#######################################
Deep Reinforcement Learning Integration
#######################################
*Sinergym* integrates some facilities in order to use **Deep Reinforcement Learning algorithms**
provided by `Stable Baselines 3 `__.
Current algorithms checked by *Sinergym* are:
+--------------------------------------------------------+
| Stable Baselines 3: |
+-----------+----------+------------+--------------------+
| Algorithm | Discrete | Continuous | Type |
+-----------+----------+------------+--------------------+
| PPO | YES | YES | OnPolicyAlgorithm |
+-----------+----------+------------+--------------------+
| A2C | YES | YES | OnPolicyAlgorithm |
+-----------+----------+------------+--------------------+
| DQN | YES | NO | OffPolicyAlgorithm |
+-----------+----------+------------+--------------------+
| DDPG | NO | YES | OffPolicyAlgorithm |
+-----------+----------+------------+--------------------+
| SAC | NO | YES | OffPolicyAlgorithm |
+-----------+----------+------------+--------------------+
| TD3 | NO | YES | OffPolicyAlgorithm |
+-----------+----------+------------+--------------------+
For that purpose, we are going to refine and develop
`Callbacks `__
which are a set of functions that will be called at given **stages of the training procedure**.
You can use callbacks to access internal state of the RL model **during training**.
It allows one to do monitoring, auto saving, model manipulation, progress bars, ...
Our callbacks inherit from Stable Baselines 3 and are available in
`sinergym/sinergym/utils/callbacks.py `__.
``Type`` column has been specified due to its importance about
*Stable Baselines callback* functionality.
********************
DRL Callback Logger
********************
A callback allows to custom our own logger for DRL Sinergym executions. Our objective
is to **log all information about our custom environment** specifically in real-time.
Each algorithm has its own differences
about how information is extracted which is why its implementation.

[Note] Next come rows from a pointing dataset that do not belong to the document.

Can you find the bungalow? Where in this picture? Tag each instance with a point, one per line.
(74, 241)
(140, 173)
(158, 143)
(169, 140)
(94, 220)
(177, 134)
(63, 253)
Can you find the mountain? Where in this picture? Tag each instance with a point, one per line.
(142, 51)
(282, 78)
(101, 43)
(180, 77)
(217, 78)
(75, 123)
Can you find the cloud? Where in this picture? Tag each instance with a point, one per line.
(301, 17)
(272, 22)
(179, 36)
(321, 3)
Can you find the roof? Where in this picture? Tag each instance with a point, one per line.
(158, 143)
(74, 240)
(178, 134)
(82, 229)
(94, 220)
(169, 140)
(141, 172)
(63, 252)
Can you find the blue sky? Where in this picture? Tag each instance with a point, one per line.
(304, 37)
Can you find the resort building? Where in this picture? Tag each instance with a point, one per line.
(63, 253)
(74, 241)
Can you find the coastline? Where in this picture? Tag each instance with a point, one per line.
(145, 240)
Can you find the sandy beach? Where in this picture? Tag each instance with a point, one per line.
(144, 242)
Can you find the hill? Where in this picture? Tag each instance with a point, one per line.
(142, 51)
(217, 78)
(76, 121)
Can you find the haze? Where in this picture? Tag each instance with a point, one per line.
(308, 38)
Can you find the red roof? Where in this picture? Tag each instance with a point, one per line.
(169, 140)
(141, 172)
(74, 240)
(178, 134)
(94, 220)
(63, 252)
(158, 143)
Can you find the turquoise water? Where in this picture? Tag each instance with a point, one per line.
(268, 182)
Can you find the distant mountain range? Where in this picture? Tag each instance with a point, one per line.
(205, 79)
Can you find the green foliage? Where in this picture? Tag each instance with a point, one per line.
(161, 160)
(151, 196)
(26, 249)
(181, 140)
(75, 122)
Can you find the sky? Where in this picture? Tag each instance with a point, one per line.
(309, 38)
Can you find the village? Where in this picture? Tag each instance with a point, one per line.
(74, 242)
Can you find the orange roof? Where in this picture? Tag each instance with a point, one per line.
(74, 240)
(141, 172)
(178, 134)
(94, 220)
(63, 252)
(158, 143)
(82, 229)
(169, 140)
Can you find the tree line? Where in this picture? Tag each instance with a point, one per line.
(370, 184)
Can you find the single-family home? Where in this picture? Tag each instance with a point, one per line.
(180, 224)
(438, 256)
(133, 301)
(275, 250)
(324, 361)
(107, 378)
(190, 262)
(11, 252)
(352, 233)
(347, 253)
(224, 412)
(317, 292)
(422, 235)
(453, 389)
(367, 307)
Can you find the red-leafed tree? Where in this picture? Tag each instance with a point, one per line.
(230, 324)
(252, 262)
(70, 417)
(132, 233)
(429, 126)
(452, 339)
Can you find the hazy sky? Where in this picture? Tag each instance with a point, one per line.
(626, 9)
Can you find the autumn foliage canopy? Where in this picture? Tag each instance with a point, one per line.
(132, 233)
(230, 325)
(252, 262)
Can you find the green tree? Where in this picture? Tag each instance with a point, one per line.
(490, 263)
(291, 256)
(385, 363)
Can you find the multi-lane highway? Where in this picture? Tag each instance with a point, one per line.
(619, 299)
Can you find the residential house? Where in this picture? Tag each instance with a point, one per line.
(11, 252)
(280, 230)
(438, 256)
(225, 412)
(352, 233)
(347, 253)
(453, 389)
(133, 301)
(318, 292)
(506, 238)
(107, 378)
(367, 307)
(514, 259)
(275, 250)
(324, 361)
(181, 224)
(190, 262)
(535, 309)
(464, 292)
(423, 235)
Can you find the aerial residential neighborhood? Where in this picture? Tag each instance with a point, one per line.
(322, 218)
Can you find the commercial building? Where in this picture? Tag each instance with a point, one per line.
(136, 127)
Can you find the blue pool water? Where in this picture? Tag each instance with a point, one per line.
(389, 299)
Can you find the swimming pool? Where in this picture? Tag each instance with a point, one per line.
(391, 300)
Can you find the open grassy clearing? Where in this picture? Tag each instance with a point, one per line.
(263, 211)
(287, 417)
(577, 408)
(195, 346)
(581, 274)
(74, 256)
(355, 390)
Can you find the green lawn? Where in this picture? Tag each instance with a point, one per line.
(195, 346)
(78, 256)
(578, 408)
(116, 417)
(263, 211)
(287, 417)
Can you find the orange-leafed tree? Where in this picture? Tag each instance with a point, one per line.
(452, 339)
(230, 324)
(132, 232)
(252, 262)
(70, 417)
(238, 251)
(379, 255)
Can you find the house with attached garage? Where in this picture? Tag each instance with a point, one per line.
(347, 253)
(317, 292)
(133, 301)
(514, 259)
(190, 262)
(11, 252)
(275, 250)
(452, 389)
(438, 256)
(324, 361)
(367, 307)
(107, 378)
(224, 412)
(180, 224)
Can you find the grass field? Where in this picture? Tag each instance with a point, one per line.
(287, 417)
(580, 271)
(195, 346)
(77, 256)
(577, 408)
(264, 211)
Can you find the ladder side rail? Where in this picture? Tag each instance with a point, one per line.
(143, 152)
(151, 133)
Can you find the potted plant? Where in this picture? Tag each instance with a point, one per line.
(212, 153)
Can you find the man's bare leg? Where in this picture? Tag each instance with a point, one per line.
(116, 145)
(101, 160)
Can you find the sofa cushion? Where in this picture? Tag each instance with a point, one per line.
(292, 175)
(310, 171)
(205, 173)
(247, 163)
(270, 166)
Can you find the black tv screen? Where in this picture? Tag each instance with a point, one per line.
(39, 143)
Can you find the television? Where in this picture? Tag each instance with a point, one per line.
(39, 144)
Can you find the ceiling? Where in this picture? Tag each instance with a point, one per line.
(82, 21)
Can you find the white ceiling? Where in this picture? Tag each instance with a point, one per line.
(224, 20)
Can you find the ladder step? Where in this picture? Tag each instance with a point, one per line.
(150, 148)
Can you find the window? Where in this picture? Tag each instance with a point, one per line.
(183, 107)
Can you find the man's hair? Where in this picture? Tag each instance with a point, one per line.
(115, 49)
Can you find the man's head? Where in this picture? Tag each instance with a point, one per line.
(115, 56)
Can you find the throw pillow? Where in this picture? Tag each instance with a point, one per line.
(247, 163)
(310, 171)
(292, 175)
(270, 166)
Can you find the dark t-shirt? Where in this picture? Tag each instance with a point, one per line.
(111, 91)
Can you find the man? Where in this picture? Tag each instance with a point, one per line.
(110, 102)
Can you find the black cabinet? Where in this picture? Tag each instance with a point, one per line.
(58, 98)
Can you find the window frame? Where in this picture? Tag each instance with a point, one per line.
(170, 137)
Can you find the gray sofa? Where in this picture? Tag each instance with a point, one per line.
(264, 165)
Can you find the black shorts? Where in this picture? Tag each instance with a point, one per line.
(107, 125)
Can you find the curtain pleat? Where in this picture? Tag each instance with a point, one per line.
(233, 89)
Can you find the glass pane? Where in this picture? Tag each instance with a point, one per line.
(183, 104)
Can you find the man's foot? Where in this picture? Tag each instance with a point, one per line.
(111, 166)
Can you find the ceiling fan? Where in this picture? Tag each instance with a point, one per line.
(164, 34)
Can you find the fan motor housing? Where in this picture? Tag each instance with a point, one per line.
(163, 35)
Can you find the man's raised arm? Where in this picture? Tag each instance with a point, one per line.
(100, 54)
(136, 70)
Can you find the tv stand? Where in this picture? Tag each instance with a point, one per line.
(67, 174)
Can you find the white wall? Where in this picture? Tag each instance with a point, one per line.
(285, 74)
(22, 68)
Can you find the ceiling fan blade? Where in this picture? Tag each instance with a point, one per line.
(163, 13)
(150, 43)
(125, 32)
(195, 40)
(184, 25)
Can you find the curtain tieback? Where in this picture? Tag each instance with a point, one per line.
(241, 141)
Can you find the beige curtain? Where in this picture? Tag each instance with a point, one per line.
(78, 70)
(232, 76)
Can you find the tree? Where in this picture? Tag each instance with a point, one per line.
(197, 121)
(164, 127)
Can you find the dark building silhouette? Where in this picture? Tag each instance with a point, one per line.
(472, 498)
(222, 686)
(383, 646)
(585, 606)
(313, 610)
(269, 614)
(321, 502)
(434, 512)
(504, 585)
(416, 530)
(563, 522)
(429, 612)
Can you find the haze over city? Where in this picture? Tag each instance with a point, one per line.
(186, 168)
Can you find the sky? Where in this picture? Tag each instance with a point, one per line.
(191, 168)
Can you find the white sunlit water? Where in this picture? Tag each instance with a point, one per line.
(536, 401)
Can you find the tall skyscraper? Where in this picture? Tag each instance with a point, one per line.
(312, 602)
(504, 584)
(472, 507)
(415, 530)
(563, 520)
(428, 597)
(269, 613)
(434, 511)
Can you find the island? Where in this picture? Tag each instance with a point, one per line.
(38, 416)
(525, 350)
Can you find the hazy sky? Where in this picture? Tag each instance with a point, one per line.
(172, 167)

.. note:: You can specify if you want Sinergym logger (see :ref:`Logger`) to record
simulation interactions during training at the same time using
``sinergym_logger`` attribute in constructor.
``LoggerCallback`` inherits from Stable Baselines 3 ``BaseCallback`` and
uses `Tensorboard `__ on the
background at the same time. With *Tensorboard*, it's possible to visualize all DRL
training in real time and compare between different executions. This is an example:
.. image:: /_static/tensorboard_example.png
:width: 800
:alt: Tensorboard example
:align: center
There are tables which are in some algorithms and not in others and vice versa.
It is important the difference between ``OnPolicyAlgorithms`` and ``OffPolicyAlgorithms``:
* **OnPolicyAlgorithms** can be recorded **each timestep**, we can set a ``log_interval`` in
learn process in order to specify the **step frequency log**.
* **OffPolicyAlgorithms** can be recorded **each episode**. Consequently, ``log_interval`` in
learn process is used to specify the **episode frequency log** and not step frequency.
Some features like actions and observations are set up in each timestep.
Thus, Off Policy Algorithms record a **mean value** of whole episode values instead
of values steps by steps (see ``LoggerCallback`` class implementation).
********************
Evaluation Callback
********************
A callback has also been refined for the evaluation of the model versions obtained during
the training process with Sinergym, so that it stores the best model obtained (not the one resulting
at the end of the training).
Its name is ``LoggerEvalCallback`` and it inherits from Stable Baselines 3 ``EvalCallback``.
The main feature added is that the model evaluation is logged in a particular section in
Tensorboard too for the concrete metrics of the building model.
We have to define in ``LoggerEvalCallback`` construction how many training episodes we want
the evaluation process to take place. On the other hand, we have to define how many episodes
are going to occupy each of the evaluations to be performed.
The more episodes, the more accurate the averages of the reward-based indicators will be, and,
therefore, the more faithful it will be to reality in terms of how good the current model is
turning out to be. However, it will take more time.
It calculates timestep and episode average for power consumption, comfort penalty and power penalty.
On the other hand, it calculates too comfort violation percentage in episodes too.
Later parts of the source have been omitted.